Attitudes shifted in the early 1800s, with surgeons taking pride in minimizing pain during and after surgery. Patients no longer had to endure surgeries while conscious, enabling more complex procedures.
Ultimately, pain relief was recognized as valuable, albeit secondary to curative treatment. This controversy highlights how cultural meanings often complicate pain treatment.
In 1855, Alexander Woods devised the hypodermic syringe as we know it, with a hollow needle for subcutaneous injections, facilitating frequent administration.
Back then, opium derivatives were available over the counter for people to self-medicate.
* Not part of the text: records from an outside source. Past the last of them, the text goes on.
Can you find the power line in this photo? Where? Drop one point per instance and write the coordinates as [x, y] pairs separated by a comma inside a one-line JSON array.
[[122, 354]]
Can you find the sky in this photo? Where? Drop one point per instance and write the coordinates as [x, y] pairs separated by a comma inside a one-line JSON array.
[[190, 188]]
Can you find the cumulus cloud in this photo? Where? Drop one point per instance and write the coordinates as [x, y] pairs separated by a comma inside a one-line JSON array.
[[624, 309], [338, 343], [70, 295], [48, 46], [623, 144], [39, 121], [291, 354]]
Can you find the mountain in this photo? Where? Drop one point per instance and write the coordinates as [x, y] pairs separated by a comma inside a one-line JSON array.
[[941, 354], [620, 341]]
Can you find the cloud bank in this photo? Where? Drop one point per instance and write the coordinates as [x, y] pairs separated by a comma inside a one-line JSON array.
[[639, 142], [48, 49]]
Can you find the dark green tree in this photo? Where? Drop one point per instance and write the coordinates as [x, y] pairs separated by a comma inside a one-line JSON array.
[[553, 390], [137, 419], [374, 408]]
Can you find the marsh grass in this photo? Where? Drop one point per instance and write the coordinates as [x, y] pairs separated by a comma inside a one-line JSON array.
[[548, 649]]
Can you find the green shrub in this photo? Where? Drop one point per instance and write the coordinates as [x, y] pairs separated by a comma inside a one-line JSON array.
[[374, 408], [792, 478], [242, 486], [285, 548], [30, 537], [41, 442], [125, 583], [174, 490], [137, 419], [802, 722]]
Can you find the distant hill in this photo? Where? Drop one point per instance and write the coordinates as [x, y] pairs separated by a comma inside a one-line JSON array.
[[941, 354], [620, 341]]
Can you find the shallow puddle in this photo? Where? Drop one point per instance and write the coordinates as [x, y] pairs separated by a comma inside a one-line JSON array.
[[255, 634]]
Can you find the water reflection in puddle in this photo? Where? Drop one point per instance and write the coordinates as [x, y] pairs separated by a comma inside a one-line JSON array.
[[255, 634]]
By the 1870s however, concerns grew over the negative effects of morphine on some users, most prominently addiction.
In 1899, acetylsalicylic acid (aspirin) was commercialized for headache and gastric distress, gradually becoming the drug of choice for mild to moderate pain.
Entering the 1900s, morphine and heroin came into use as pain medications, posing renewed challenges due to their addictive nature.
The early 1900s also saw the exploration of the interplay between pain sensation and cognition. Psychoanalysts found unexplained pain to be helpful cues to mental or emotional disorders. It became clear that chronic pain increases attention towards pain, generating anxiety and further intensifying pain perception.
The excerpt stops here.